As I drove back to the house, I began to wonder about why and how I was feeling like this. Of course, The Belgian (a.k.a my gorgeous husband) will tell you that I am impatient – and that feeling rubbish for such a prolonged period has brought out the very worst in this patient.  He is, of course, factually correct!  Patience is not my super-power…neither is being ill.

But there is a bit more going on here. As I drove back to the house, I reflected on what I could do to feel more at home in a role (wife, stepmom) and country (new house, new ways) which, in essence is unfamiliar to someone who has been a committed single-career-girl- about-town for so long.  So, instead of turning left, I carried on driving and took myself to the beach for a few hours. After all – I have time on my hands, so why not?

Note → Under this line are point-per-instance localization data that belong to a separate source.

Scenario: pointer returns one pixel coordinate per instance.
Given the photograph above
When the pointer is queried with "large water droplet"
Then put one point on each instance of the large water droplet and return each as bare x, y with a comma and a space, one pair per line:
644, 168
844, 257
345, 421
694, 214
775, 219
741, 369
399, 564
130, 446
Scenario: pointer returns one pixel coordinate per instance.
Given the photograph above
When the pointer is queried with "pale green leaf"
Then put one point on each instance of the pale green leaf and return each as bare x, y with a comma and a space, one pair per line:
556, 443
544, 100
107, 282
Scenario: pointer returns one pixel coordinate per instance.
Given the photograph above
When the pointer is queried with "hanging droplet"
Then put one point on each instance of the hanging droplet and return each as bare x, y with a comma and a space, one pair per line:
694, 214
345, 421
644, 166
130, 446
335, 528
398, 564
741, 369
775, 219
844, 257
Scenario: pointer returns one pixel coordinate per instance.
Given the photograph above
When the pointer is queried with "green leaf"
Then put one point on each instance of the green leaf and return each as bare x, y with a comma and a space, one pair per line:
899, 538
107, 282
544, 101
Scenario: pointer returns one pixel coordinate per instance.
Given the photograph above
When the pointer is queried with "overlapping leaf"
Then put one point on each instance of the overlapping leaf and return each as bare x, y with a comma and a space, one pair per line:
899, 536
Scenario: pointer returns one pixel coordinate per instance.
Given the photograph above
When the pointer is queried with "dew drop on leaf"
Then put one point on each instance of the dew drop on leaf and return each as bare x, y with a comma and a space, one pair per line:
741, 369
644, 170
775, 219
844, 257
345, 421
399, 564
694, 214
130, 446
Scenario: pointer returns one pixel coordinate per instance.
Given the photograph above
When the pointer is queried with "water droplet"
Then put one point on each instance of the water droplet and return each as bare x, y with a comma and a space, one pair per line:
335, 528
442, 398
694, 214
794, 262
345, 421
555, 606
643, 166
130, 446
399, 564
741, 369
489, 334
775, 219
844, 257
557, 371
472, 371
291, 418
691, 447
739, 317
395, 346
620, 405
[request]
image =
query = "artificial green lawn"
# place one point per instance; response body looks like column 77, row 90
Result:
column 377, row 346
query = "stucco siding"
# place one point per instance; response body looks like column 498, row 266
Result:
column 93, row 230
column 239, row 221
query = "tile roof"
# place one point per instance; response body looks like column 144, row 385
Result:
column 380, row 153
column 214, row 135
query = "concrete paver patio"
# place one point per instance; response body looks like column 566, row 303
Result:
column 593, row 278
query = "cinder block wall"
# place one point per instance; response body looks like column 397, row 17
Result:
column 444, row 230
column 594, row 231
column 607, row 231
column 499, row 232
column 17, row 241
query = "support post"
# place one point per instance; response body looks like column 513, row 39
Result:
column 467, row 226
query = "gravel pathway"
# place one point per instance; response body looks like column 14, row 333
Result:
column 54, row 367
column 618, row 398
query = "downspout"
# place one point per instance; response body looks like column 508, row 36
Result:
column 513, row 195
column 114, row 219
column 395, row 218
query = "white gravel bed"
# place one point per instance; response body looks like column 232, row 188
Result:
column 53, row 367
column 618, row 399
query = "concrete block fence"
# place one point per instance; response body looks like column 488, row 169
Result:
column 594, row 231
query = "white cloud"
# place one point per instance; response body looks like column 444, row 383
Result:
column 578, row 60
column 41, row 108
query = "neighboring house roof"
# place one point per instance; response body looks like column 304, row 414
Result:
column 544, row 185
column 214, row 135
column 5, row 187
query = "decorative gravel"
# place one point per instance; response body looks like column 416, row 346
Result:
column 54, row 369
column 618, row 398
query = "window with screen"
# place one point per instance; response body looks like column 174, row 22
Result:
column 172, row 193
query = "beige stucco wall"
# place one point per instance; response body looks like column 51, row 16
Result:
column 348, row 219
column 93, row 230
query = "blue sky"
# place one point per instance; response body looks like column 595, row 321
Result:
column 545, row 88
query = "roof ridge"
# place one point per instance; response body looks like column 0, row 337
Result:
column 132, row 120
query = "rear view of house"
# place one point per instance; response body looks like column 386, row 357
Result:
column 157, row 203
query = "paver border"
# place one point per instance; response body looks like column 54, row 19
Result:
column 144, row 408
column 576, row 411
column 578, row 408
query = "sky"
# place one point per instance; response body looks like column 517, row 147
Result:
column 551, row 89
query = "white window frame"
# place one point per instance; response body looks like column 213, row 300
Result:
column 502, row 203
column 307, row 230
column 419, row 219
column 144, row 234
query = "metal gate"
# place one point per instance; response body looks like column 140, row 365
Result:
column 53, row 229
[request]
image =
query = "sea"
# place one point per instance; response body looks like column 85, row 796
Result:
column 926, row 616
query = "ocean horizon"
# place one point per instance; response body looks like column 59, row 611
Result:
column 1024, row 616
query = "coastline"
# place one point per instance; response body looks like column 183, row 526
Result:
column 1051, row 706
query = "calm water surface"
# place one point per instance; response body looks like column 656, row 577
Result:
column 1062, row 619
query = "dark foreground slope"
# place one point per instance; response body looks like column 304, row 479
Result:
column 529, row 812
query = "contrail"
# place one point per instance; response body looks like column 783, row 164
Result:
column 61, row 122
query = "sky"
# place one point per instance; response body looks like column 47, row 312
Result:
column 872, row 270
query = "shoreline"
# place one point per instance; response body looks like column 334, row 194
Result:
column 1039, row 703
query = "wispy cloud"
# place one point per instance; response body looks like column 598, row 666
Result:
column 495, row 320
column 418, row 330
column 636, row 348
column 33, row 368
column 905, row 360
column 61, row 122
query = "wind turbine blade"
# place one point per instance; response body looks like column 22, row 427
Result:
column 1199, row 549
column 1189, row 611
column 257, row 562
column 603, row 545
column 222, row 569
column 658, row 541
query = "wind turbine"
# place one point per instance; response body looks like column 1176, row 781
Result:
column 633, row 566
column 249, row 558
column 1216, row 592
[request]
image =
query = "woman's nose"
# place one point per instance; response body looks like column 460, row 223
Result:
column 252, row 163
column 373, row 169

I parked up in a new place, and discovered the most amazing building. As I walked on the sand, enjoying the pale Northern sun and the emptiness of the beach, I found my antidote…to uncertainty, unfamiliarity and unhappiness. I made a decision. After all, action is the cure for despair.

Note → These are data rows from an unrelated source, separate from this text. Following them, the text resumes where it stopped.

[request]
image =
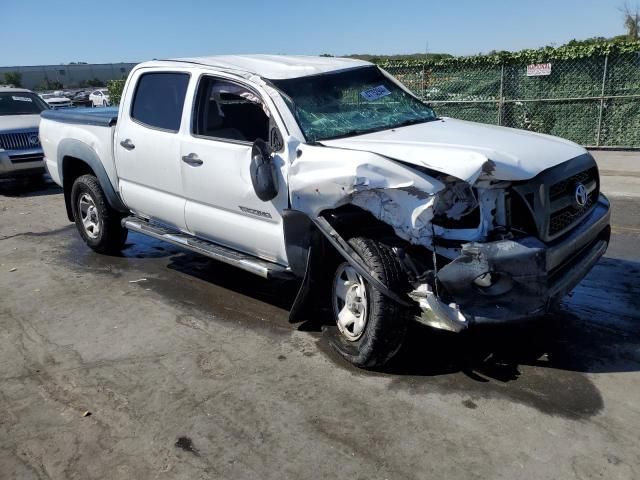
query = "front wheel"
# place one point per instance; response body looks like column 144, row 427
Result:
column 98, row 223
column 370, row 326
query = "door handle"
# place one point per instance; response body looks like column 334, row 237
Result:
column 192, row 159
column 128, row 144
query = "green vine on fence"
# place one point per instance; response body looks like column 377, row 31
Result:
column 115, row 88
column 546, row 54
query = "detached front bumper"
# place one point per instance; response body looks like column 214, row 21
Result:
column 527, row 275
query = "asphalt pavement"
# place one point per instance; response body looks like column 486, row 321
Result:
column 164, row 364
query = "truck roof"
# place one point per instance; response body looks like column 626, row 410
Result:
column 14, row 90
column 274, row 67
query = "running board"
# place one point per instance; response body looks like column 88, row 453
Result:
column 212, row 250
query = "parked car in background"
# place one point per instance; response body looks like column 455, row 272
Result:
column 20, row 149
column 81, row 99
column 331, row 171
column 100, row 98
column 56, row 101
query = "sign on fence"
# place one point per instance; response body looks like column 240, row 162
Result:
column 538, row 69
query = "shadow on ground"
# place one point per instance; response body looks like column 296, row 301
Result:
column 28, row 187
column 547, row 364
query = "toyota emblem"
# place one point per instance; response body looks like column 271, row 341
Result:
column 581, row 195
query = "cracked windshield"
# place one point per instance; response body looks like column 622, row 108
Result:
column 350, row 103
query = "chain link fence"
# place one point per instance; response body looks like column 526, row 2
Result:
column 593, row 101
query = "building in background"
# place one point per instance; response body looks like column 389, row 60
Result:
column 45, row 77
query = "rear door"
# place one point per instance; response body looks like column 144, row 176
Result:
column 221, row 204
column 147, row 146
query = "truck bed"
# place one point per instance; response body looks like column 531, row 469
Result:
column 104, row 117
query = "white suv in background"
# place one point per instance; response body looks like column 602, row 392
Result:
column 56, row 100
column 100, row 98
column 20, row 149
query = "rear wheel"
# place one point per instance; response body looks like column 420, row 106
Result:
column 370, row 326
column 98, row 223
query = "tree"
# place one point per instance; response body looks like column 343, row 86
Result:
column 13, row 78
column 47, row 84
column 631, row 21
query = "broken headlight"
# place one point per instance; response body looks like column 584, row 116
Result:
column 457, row 206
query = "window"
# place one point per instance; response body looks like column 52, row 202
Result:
column 351, row 102
column 159, row 99
column 228, row 110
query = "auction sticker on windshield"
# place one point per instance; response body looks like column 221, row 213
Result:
column 375, row 93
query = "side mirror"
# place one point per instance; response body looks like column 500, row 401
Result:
column 263, row 172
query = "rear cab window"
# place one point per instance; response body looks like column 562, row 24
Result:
column 158, row 100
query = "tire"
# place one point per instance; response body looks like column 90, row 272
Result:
column 98, row 223
column 378, row 339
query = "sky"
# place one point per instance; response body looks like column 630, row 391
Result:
column 44, row 32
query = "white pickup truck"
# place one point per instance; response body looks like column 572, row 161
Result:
column 330, row 171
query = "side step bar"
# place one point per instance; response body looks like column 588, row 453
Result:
column 212, row 250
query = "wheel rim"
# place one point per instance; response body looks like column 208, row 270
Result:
column 350, row 302
column 89, row 215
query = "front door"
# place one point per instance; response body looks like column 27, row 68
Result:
column 221, row 204
column 147, row 148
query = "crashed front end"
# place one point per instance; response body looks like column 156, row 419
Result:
column 554, row 230
column 490, row 251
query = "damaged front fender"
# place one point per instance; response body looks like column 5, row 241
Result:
column 326, row 178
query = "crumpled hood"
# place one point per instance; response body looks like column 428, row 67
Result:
column 466, row 149
column 16, row 122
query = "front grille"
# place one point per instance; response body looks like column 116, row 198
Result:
column 563, row 193
column 560, row 220
column 565, row 187
column 549, row 200
column 19, row 141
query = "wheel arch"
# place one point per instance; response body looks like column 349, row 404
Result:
column 308, row 241
column 75, row 158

What did I decide?  Well, I am going on a quest…and this being me, and the country in question being Belgium (and therefore small enough to criss-cross in a day), I am going to visit the A-Z of places in my new abode. This is entirely possible, since Belgium is half-Flemish and half-French so the likelihood of every letter of the alphabet being represented in place names is high. This being me, I am also going to pick destinations that are off the beaten track. I might be impatient, but I am certainly not conventional! I hope to document this in my blog, and while I’m doing it – rediscover my new self, and a whole lot more about this small, but interesting nation!  Perhaps you will enjoy reading my adventures, too.

P.S. The picture was taken yesterday at the Thermae Palace in O-for Oostende. I’ve crossed that letter off the list, then!